Taking a pickling tank as an example, using a flower basket with the hydrophobic coating, wherein the pH value of the pickling tank is stabilized at 6-7, the card tooth mark ratio of the flower basket is 0.01%, and the drying time is 500s. In the prior art, the pH value of the pickling tank is 4-5, the card tooth mark ratio of the basket is 0.02%, and the drying time is 600s.

Therefore, the lyophobic coating of the invention adopts acid/alkali resistant resins such as fluorine-silicon copolymer resin, epoxy silicon resin and the like as carriers, and adopts acid/alkali resistant silicon nitride and polyether-ether-ketone micro-nano particles, so that the lyophobic coating of the invention can keep lyophobic effect under an acidic or alkaline system. Furthermore, the lyophobic coating reduces the surface energy state of the carrier through the modifier, combines the lotus leaf effect of the micro-nano particles, can ensure that the coating has more excellent lyophobic performance, can ensure that the basket is free from liquid in the wet preparation process of the solar cell, and fundamentally avoids the problems of poor cleaning capability, high silicon wafer occupation ratio with basket latch marks, limited productivity and the like caused by liquid in the cyclic use process of the basket.

It is apparent that the above examples are given by way of illustration only and are not limiting of the embodiments. Other variations or modifications of the above teachings will be apparent to those of ordinary skill in the art. It is not necessary here nor is it exhaustive of all embodiments.
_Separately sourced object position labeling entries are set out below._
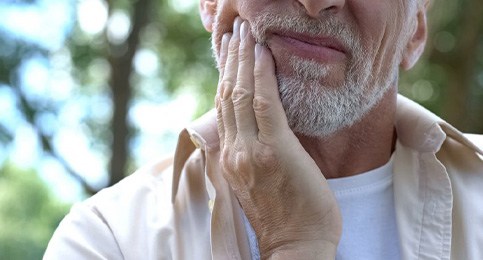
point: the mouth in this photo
(319, 48)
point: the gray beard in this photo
(315, 108)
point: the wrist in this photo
(309, 250)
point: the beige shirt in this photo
(188, 211)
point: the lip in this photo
(319, 48)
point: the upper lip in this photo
(317, 40)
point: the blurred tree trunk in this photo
(120, 59)
(460, 68)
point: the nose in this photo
(314, 7)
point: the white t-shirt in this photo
(369, 228)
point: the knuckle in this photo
(261, 105)
(226, 86)
(265, 157)
(241, 95)
(233, 50)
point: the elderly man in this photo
(310, 154)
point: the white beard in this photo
(314, 106)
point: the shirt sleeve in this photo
(83, 234)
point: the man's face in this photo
(331, 68)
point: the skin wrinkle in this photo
(324, 99)
(315, 108)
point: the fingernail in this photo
(236, 26)
(258, 50)
(224, 41)
(243, 30)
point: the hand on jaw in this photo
(280, 188)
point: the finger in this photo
(267, 105)
(244, 90)
(228, 83)
(223, 54)
(219, 120)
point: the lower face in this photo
(323, 87)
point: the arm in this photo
(82, 234)
(282, 191)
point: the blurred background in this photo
(92, 89)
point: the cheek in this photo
(380, 27)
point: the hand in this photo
(280, 188)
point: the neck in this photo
(364, 146)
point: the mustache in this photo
(325, 26)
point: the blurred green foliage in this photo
(29, 213)
(448, 80)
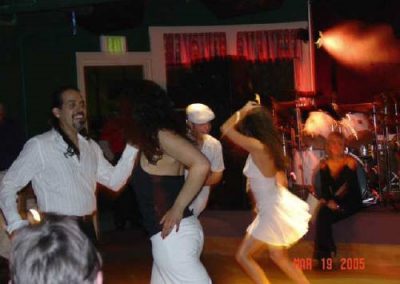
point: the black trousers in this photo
(324, 244)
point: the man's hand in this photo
(170, 220)
(331, 204)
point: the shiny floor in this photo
(127, 259)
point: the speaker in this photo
(232, 8)
(111, 16)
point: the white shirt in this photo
(62, 185)
(212, 149)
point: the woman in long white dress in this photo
(282, 218)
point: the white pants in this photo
(200, 201)
(176, 259)
(5, 243)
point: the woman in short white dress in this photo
(282, 218)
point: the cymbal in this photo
(283, 105)
(362, 107)
(363, 137)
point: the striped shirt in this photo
(62, 185)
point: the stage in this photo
(368, 250)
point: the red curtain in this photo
(185, 48)
(268, 45)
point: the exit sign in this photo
(113, 44)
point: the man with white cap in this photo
(199, 117)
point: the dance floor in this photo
(368, 250)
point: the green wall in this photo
(38, 50)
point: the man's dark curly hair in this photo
(152, 111)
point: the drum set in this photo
(372, 132)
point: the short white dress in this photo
(282, 218)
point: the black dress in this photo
(155, 194)
(345, 191)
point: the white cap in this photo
(199, 113)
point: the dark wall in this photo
(38, 48)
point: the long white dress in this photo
(282, 218)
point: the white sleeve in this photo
(115, 177)
(217, 161)
(21, 172)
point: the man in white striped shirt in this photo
(64, 167)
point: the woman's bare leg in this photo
(280, 256)
(244, 256)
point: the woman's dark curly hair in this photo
(152, 111)
(258, 124)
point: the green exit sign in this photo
(113, 44)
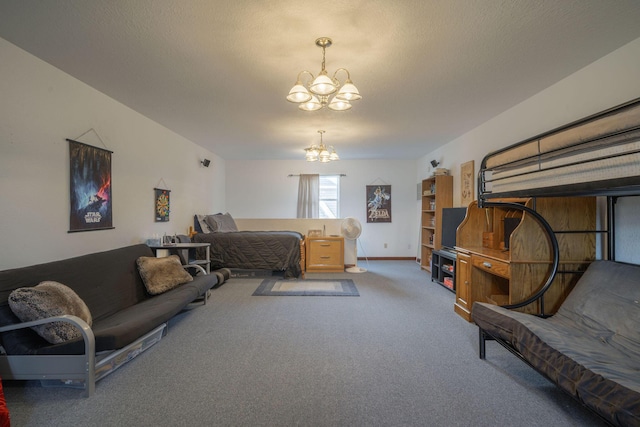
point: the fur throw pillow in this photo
(49, 299)
(162, 274)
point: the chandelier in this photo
(318, 92)
(321, 152)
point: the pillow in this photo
(201, 225)
(223, 222)
(212, 222)
(49, 299)
(162, 274)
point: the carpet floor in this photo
(397, 355)
(307, 287)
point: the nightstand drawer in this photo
(325, 254)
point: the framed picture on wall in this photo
(162, 204)
(89, 188)
(378, 203)
(466, 183)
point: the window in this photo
(329, 196)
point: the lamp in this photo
(321, 152)
(320, 88)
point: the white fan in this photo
(351, 230)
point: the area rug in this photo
(307, 287)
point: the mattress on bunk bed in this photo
(590, 347)
(604, 150)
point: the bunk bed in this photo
(590, 347)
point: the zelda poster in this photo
(90, 188)
(378, 203)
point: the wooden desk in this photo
(488, 272)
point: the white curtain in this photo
(309, 196)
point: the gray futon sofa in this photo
(126, 318)
(590, 348)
While still being apparent from variations or modifications that may be made by those skilled in the art are within the scope of the invention.

Claims

1. The lyophobic coating is used for a flower basket and is characterized by comprising the following raw materials: silicone resin, micro-nano particles, a modifier, a cross-linking agent and a solvent;

wherein the silicon resin is fluorine silicon copolymer resin and/or epoxy silicon resin,

the micro-nano particles are made of silicon nitride and/or polyether-ether-ketone, and the particle size of the micro-nano particles is 0.1-50 mu m;

the cross-linking agent is a platinum catalyst and/or ethyl orthosilicate;

the modifier is vinyl silicone oil;

100-120 parts of silicone resin, 30-50 parts of micro-nano particles, 10-20 parts of modifier, 0.08-0.15 part of cross-linking agent and 300-400 parts of solvent.

2. The lyophobic coating according to claim 1, wherein the ratio of the particle size of the micro-nano particles to the thickness of the lyophobic coating is 0.4-1; and/or the weight ratio of the modifier to the silicone is greater than 0.15.
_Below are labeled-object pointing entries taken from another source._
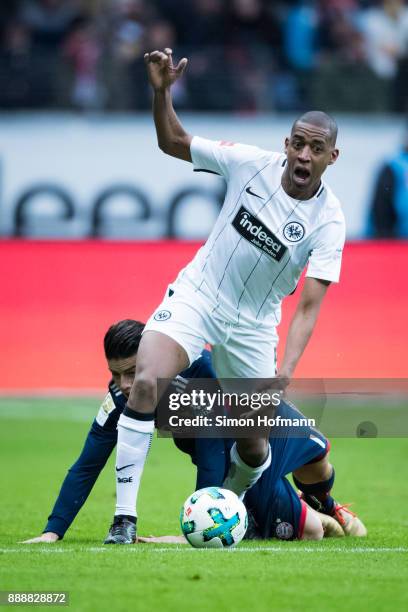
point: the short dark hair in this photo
(320, 119)
(122, 339)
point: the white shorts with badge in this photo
(238, 351)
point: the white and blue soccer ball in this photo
(213, 518)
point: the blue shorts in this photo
(275, 508)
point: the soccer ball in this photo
(213, 518)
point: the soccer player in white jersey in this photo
(278, 217)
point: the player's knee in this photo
(145, 387)
(313, 529)
(254, 451)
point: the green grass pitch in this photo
(39, 439)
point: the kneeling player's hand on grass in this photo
(45, 538)
(162, 540)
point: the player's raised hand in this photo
(160, 69)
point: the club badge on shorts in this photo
(293, 231)
(162, 315)
(284, 531)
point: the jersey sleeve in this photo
(326, 255)
(222, 157)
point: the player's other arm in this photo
(171, 136)
(302, 324)
(78, 483)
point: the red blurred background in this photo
(58, 299)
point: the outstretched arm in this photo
(302, 324)
(171, 136)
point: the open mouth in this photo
(301, 174)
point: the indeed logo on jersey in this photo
(258, 234)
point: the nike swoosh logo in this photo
(248, 190)
(123, 467)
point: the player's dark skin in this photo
(310, 149)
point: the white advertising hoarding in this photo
(82, 157)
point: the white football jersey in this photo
(263, 238)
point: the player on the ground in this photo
(274, 498)
(278, 216)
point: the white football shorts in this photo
(238, 351)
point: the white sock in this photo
(134, 440)
(241, 476)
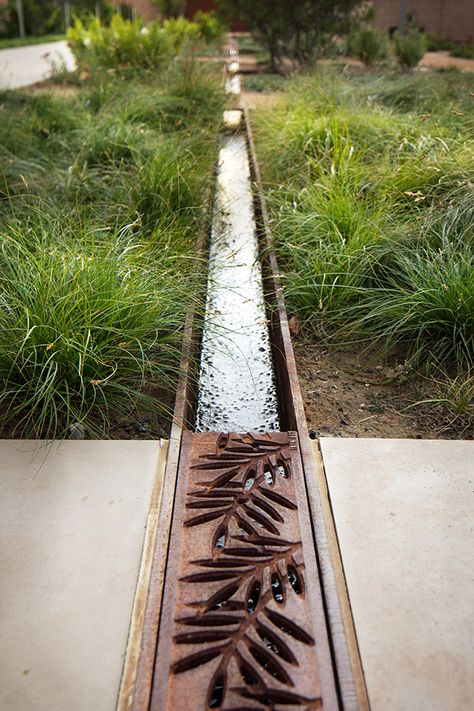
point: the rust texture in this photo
(243, 626)
(292, 416)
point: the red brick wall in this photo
(449, 19)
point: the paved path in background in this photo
(27, 65)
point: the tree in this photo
(170, 8)
(296, 29)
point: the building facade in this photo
(448, 19)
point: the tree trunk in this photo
(67, 13)
(21, 17)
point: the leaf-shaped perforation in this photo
(211, 576)
(223, 563)
(283, 469)
(216, 691)
(295, 579)
(218, 463)
(247, 552)
(221, 494)
(245, 525)
(223, 440)
(271, 697)
(260, 518)
(221, 596)
(202, 636)
(249, 480)
(265, 506)
(269, 662)
(253, 595)
(275, 643)
(266, 541)
(278, 590)
(219, 539)
(196, 659)
(268, 477)
(211, 620)
(278, 498)
(205, 518)
(221, 480)
(289, 627)
(210, 504)
(249, 673)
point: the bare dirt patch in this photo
(354, 394)
(63, 90)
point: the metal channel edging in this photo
(182, 419)
(347, 660)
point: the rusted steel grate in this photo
(242, 619)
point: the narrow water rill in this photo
(241, 621)
(236, 391)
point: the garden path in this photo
(23, 66)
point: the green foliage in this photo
(127, 44)
(368, 45)
(371, 199)
(41, 18)
(409, 48)
(211, 29)
(464, 51)
(101, 199)
(298, 30)
(170, 8)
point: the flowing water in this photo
(236, 390)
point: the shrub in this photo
(40, 18)
(464, 51)
(409, 48)
(368, 45)
(210, 27)
(125, 43)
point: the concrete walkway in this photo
(404, 512)
(74, 517)
(23, 66)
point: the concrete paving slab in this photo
(404, 514)
(22, 66)
(72, 527)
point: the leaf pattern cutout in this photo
(242, 495)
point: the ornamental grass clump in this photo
(102, 197)
(84, 325)
(371, 199)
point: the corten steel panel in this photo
(242, 622)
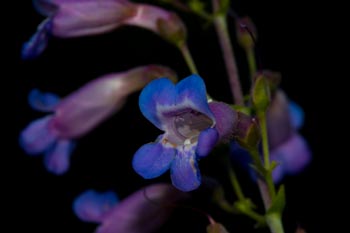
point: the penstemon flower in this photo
(259, 129)
(144, 211)
(74, 18)
(188, 122)
(80, 112)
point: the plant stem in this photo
(264, 139)
(275, 223)
(234, 181)
(188, 58)
(228, 54)
(251, 62)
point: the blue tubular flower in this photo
(93, 206)
(183, 113)
(41, 137)
(80, 112)
(134, 214)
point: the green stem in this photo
(234, 181)
(274, 222)
(266, 154)
(255, 216)
(228, 54)
(251, 62)
(188, 58)
(264, 139)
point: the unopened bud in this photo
(246, 131)
(246, 33)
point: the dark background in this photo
(288, 36)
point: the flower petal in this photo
(37, 137)
(206, 141)
(56, 159)
(296, 115)
(89, 17)
(158, 95)
(44, 102)
(92, 206)
(143, 211)
(184, 170)
(84, 109)
(152, 160)
(38, 42)
(191, 92)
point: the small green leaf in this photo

3. The lyophobic coating according to claim 1, wherein the silicone resin is 110 parts, the micro-nano particles are 35 parts, the modifier is 20 parts, the cross-linking agent is 0.15 parts, and the solvent is 350 parts; the ratio of the particle size of the micro-nano particles to the thickness of the lyophobic coating is 0.4-1.

4. The lyophobic coating according to claim 1, wherein the lyophobic coating has a thickness of 10-100 μm; and/or the solvent is toluene and/or ethyl acetate.

5. The preparation method of the lyophobic coating is characterized by comprising the following steps of:

respectively weighing the silicon resin, the micro-nano particles, the modifier, the cross-linking agent and the solvent according to the formula amount; the formula comprises the following components in percentage by weight: 100-120 parts of silicone resin, 30-50 parts of micro-nano particles, 10-20 parts of modifier, 0.08-0.15 part of cross-linking agent and 300-400 parts of solvent;

applying the mixed solution to the surface of a workpiece, and then solidifying; the workpiece is a flower basket;

the cross-linking agent is a platinum catalyst and/or ethyl orthosilicate;

the modifier is vinyl silicone oil.

6. The method of preparing a lyophobic coating according to claim 5, wherein the first time is 30 to 60min, the second time is 15 to 30min, and the third time is 50 to 70min;

the temperature of the curing step is 150-180 ℃ and the curing time is 30-50 min.

7. A flower basket coated with a lyophobic coating on its surface, said lyophobic coating being according to any one of claims 1 to 4 or prepared by the method of claim 5 or 6.

8. The basket according to claim 7, wherein the lyophobic coating has a thickness of 10-100 μm.